Underlying loss including large events was reported to be $3.3 million compared with $5.4 million profit in HY22.

Tower CEO, Blair Turnbull says, “Investments in technology, operational efficiencies and robust reinsurance continue to underpin Tower’s resilience and ability to address external challenges. We are proactively managing climate related weather impacts through risk-based pricing and product innovations, keeping pace with inflation via targeted rating and underwriting actions and addressing increasing vehicle theft with rating and excess changes.”

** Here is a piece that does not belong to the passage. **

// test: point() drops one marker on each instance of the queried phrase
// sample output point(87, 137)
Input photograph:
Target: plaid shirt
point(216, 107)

“Tower continues to grow both premium and customer numbers while reducing our expense ratio. We expect to deliver a full year profit along with sustainable long-term growth in revenue and earnings,” Turnbull said.

Approximately 30% of claims for the Auckland and Upper North Island weather event and Cyclone Gabrielle, and 5% of claims for Cyclones Judy and Kevin in Vanuatu have been completed. Tower is working efficiently to settle the remainder of the claims, which are predominantly covered by reinsurance.

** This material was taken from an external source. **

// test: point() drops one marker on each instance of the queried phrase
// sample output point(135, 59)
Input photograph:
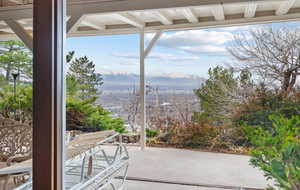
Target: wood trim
point(48, 96)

The cost to Tower for each of the New Zealand catastrophe events is limited to an $11.9 million excess, while the estimated cost of the Vanuatu cyclones is $10 million net of reinsurance recoveries.

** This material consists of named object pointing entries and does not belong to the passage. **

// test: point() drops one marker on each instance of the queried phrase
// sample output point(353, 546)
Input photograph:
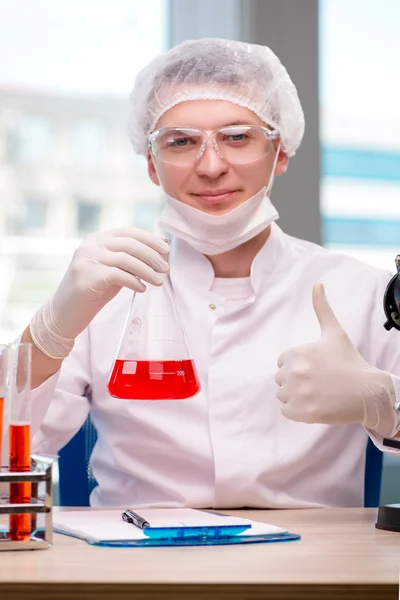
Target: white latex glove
point(330, 382)
point(100, 267)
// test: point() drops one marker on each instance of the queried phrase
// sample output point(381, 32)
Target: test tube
point(3, 375)
point(18, 399)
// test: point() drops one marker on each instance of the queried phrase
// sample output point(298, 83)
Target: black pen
point(130, 517)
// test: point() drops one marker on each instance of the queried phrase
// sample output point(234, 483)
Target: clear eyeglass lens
point(236, 144)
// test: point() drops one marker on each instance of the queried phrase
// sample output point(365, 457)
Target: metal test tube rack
point(41, 471)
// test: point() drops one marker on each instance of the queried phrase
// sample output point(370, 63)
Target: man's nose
point(211, 164)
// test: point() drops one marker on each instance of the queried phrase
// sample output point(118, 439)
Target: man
point(217, 120)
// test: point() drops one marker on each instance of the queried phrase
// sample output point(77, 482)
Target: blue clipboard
point(203, 540)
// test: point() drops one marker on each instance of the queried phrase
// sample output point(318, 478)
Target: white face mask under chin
point(214, 234)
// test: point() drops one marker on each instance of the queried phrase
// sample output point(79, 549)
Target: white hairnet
point(217, 69)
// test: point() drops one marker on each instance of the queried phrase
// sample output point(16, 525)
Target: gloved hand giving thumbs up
point(329, 381)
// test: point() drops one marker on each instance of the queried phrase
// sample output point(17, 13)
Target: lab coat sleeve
point(61, 404)
point(378, 441)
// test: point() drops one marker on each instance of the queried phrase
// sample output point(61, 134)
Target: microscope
point(389, 516)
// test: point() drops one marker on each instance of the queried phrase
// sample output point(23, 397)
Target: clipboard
point(172, 527)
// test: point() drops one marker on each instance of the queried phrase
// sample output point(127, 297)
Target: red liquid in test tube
point(20, 493)
point(153, 380)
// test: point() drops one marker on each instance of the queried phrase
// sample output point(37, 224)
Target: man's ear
point(151, 170)
point(282, 163)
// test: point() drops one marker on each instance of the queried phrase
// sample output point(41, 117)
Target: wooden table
point(341, 555)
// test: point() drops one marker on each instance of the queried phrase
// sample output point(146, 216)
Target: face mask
point(214, 234)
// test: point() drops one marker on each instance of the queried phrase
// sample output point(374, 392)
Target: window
point(146, 215)
point(70, 67)
point(30, 139)
point(89, 142)
point(88, 217)
point(360, 129)
point(28, 217)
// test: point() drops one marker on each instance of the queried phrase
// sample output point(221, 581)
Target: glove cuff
point(47, 336)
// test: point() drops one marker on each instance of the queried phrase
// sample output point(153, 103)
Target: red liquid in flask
point(20, 493)
point(153, 380)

Acknowledging the change in risk environment, Turnbull says, “Now more than ever it is critical that New Zealand maintains a strong insurance industry for the future. Tower remains focused on careful risk selection and risk-based pricing, which is a fairer way to price insurance as customers only pay for the risks that apply to their property.”

The insurer said a storm in Auckland on 9 May, is anticipated to incur expenses ranging from $4 million to $6 million. In the second half of the year, Tower still has a substantial allowance of $10 million to $12 million reserved for such major events.

Tower’s full year underlying NPAT guidance remains between $8 million and $13million, assuming full utilisation of the $50 million large events allowance. GWP guidance is between 15% and 20% reflecting organic growth and a strong rating response to address inflation, rising reinsurance premiums and higher motor claims costs, the insurer noted.

Tower has decided not to pay an interim dividend and a decision on a full year dividend will be made when the insurer’s full year results are finalised.